Winifred's warbler (Scepomycter winifredae), also known as Mrs. Moreau's warbler, is a species of bird in the family Cisticolidae. It is the only species placed in the genus Scepomycter. It was first recorded and named by the ornithologist Reginald Moreau after his wife, Winifred Muriel Moreau née Bradberry.

==Taxonomy==
Winifred's warbler was formally described in 1938 by English civil servant and ornithologist Reginald Moreau based on a juvenile specimen collected in the Kinole forest in eastern Tanzania. He placed the species in the genus Artisornis and coined the binomial name Artisornis winifredae. He chose the specific epithet to honour his wife Winifred Muriel Moreau (1891-1981). Moreau later described an adult specimen. Winifred's warbler has sometimes been placed in the genus Bathmocercus, but is now the only species placed in the genus Scepomycter that was introduced in 1941 by the ornithologists Claude Grant and Cyril Mackworth-Praed. The genus name combines Ancient Greek σκεπας/skepas, σκεπαος/skepaos meaning "covering" or "shelter" with μυκτηρ/muktēr, μυκτηρος/muktēros meaning "nostril".

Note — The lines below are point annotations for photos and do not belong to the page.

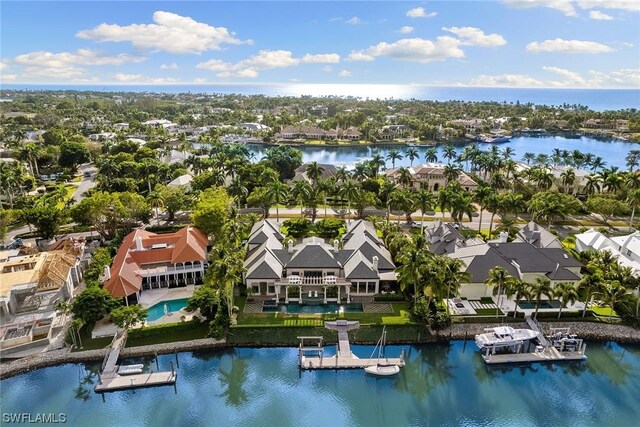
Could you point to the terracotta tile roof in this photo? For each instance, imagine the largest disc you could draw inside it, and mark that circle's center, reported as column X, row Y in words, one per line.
column 186, row 244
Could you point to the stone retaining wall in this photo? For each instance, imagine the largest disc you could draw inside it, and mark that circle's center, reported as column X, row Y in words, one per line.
column 586, row 330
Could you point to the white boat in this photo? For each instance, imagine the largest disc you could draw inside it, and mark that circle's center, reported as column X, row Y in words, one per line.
column 504, row 336
column 381, row 369
column 130, row 369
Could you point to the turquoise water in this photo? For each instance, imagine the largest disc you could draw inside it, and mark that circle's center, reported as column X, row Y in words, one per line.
column 157, row 311
column 599, row 99
column 543, row 304
column 441, row 385
column 612, row 151
column 308, row 308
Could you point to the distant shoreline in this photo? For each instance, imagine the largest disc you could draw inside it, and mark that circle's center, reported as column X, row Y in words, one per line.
column 589, row 331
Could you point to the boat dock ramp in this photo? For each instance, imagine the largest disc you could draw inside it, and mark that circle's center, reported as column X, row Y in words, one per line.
column 344, row 358
column 114, row 377
column 558, row 345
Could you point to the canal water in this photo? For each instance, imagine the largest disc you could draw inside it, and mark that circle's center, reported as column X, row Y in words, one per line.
column 441, row 385
column 612, row 151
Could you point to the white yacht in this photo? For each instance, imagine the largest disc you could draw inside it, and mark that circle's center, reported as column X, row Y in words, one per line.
column 504, row 336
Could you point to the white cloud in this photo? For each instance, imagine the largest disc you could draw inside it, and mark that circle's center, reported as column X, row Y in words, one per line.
column 416, row 49
column 568, row 46
column 419, row 12
column 571, row 76
column 327, row 58
column 170, row 32
column 628, row 5
column 139, row 78
column 471, row 36
column 623, row 78
column 265, row 60
column 600, row 16
column 509, row 80
column 564, row 6
column 79, row 57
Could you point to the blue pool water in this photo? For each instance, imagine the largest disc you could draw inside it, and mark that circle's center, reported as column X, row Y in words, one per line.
column 307, row 308
column 445, row 384
column 543, row 304
column 157, row 311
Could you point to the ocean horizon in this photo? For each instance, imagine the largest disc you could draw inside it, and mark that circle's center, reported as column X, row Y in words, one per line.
column 595, row 99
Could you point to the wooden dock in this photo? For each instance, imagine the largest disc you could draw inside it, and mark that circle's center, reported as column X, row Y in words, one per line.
column 549, row 354
column 110, row 380
column 344, row 358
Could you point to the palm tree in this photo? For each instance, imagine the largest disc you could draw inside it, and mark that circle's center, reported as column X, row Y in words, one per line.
column 278, row 193
column 301, row 190
column 568, row 178
column 565, row 292
column 499, row 278
column 449, row 152
column 425, row 201
column 633, row 198
column 393, row 156
column 542, row 286
column 156, row 201
column 314, row 172
column 431, row 155
column 412, row 153
column 349, row 191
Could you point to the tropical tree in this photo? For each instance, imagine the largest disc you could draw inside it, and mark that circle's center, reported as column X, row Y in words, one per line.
column 565, row 292
column 500, row 279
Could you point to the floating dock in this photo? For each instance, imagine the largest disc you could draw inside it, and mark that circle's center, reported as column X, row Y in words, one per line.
column 110, row 380
column 344, row 358
column 552, row 348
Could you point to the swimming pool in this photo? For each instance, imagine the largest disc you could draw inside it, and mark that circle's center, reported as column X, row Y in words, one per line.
column 156, row 311
column 543, row 304
column 307, row 308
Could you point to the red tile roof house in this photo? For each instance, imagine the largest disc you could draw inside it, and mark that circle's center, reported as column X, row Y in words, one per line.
column 147, row 261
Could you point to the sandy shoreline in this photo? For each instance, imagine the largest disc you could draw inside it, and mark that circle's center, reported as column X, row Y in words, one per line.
column 586, row 330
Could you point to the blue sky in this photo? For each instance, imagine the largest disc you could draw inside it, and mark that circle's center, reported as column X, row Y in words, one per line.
column 512, row 43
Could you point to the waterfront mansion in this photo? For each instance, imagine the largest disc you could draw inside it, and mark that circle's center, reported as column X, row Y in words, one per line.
column 535, row 252
column 314, row 271
column 147, row 261
column 431, row 177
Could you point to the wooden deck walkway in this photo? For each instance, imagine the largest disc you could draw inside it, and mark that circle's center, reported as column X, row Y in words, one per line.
column 110, row 380
column 549, row 354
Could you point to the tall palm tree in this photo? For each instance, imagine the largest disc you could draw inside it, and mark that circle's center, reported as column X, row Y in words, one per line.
column 349, row 191
column 314, row 172
column 301, row 190
column 499, row 278
column 633, row 198
column 278, row 192
column 614, row 293
column 425, row 201
column 565, row 292
column 542, row 286
column 393, row 156
column 412, row 154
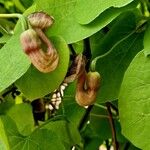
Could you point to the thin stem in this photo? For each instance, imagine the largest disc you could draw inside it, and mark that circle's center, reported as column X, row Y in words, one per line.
column 112, row 125
column 16, row 15
column 72, row 50
column 100, row 106
column 93, row 64
column 85, row 117
column 114, row 108
column 45, row 40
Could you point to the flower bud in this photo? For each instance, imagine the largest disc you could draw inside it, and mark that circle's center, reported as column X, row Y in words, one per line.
column 40, row 20
column 30, row 41
column 93, row 81
column 76, row 69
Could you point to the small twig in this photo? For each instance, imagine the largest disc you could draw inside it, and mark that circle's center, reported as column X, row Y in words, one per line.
column 85, row 117
column 87, row 53
column 114, row 138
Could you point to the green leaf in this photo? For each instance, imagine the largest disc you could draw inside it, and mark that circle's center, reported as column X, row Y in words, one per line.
column 99, row 123
column 146, row 41
column 114, row 62
column 87, row 10
column 65, row 22
column 14, row 62
column 39, row 139
column 22, row 115
column 3, row 138
column 35, row 84
column 66, row 132
column 134, row 102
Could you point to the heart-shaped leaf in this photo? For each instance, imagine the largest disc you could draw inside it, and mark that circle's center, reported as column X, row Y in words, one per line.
column 134, row 102
column 87, row 10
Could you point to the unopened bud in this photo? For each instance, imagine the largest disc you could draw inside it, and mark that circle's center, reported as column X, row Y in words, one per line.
column 40, row 20
column 30, row 41
column 86, row 95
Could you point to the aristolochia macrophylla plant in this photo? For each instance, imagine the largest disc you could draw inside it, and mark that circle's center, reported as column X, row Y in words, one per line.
column 32, row 41
column 88, row 86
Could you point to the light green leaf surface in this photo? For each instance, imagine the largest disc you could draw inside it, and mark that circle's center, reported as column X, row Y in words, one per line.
column 87, row 10
column 39, row 139
column 134, row 102
column 23, row 117
column 35, row 84
column 13, row 62
column 3, row 138
column 114, row 63
column 65, row 24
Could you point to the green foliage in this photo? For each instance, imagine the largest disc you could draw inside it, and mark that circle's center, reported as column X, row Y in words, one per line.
column 35, row 84
column 134, row 102
column 114, row 38
column 94, row 9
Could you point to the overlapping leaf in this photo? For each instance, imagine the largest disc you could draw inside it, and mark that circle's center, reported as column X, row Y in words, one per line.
column 114, row 63
column 65, row 22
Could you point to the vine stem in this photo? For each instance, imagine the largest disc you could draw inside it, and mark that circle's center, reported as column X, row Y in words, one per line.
column 16, row 15
column 93, row 63
column 112, row 125
column 85, row 117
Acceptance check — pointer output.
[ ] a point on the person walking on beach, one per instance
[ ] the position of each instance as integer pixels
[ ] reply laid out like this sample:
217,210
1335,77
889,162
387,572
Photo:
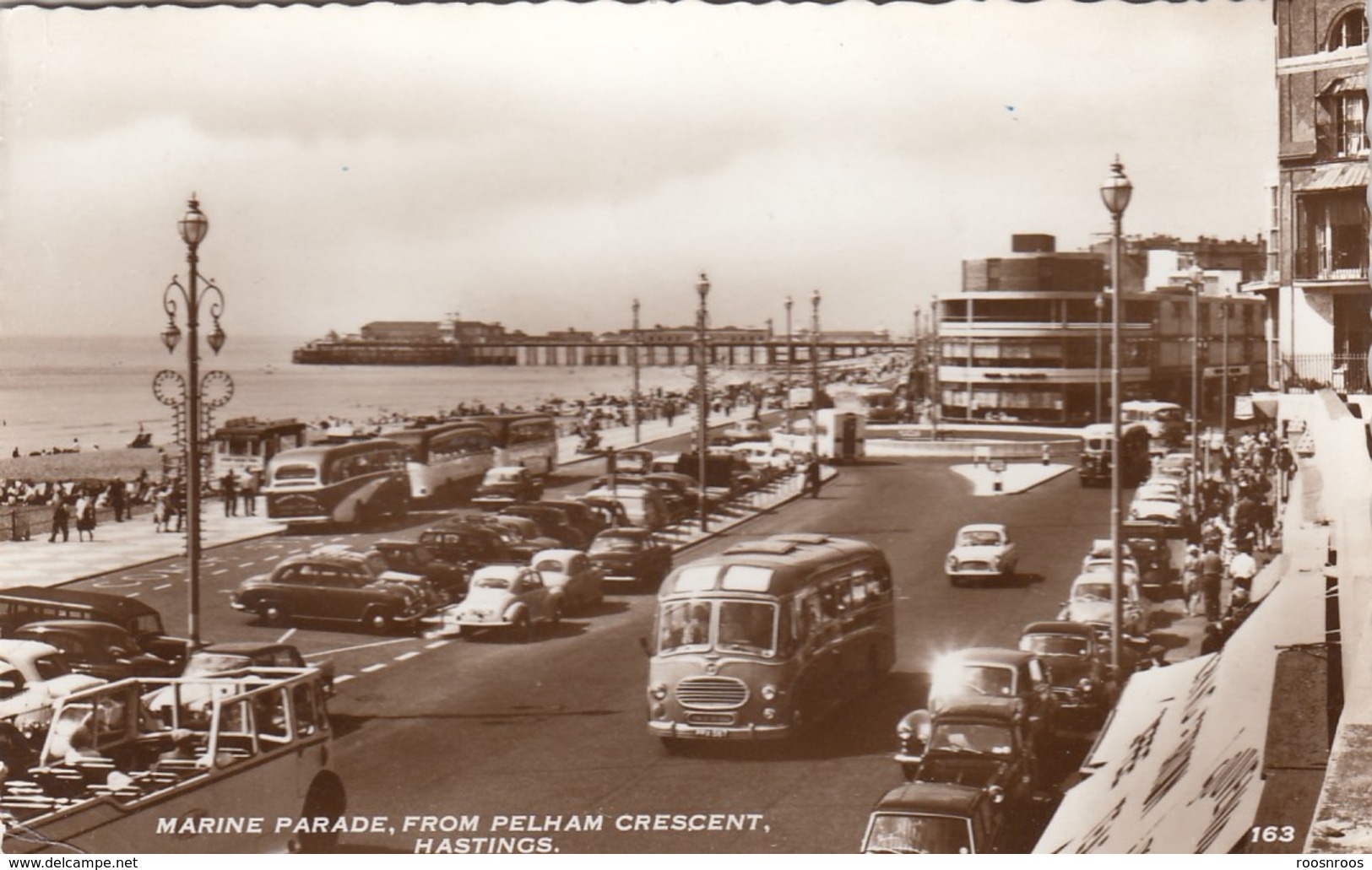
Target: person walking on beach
61,517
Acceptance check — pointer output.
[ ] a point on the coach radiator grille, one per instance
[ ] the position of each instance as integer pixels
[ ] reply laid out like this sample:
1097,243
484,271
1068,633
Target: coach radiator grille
713,692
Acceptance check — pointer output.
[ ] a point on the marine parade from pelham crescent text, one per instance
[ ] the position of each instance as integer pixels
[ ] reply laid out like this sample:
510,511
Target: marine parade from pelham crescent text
478,835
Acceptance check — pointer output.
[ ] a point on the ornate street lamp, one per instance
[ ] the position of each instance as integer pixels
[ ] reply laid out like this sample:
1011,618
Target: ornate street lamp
1115,194
193,394
702,394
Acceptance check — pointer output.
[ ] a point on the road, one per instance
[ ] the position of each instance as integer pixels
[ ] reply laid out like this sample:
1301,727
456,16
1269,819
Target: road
553,732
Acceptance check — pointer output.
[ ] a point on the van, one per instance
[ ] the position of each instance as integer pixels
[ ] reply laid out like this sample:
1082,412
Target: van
28,604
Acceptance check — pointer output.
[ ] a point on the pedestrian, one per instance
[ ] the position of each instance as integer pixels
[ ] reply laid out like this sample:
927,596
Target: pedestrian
61,517
230,489
85,516
1212,580
247,490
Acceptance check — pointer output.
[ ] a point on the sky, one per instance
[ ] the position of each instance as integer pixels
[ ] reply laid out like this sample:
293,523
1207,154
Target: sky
545,165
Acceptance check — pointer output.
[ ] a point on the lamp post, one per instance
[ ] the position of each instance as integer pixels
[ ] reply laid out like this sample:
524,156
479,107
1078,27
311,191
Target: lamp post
814,375
702,396
1115,194
193,392
790,353
638,430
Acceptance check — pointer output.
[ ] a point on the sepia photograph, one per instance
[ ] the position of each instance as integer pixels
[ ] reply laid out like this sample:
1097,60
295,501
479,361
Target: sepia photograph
676,429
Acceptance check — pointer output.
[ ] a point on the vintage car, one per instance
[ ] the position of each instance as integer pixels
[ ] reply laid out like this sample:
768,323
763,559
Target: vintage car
501,597
572,580
338,586
1091,602
983,741
98,648
1076,662
991,672
33,677
981,552
507,484
447,578
632,554
936,819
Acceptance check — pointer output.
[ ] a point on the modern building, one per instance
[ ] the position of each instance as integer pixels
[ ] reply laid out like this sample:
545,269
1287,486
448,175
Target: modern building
1319,278
1028,338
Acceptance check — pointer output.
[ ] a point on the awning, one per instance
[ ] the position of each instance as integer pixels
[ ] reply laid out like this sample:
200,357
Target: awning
1337,177
1179,766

Two subspecies are recognised:
- S. w. winifredae (Moreau, 1938) – Uluguru Mountains of east Tanzania
- S. w. rubehoensis Bowie & Fjeldså & Kiure, 2009 – Rubeho-Ukaguru Mountains of Tanzania

The subspecies S. w. rubehoensis has sometimes been considered as a separate species, the Rubeho warbler.

==Description==
The bird is mostly olive green above with the forehead and crown being rufous brown as are the sides of the head and chest. The chin is whitish.

Winifred's warbler is listed as near threatened, due to habitat loss.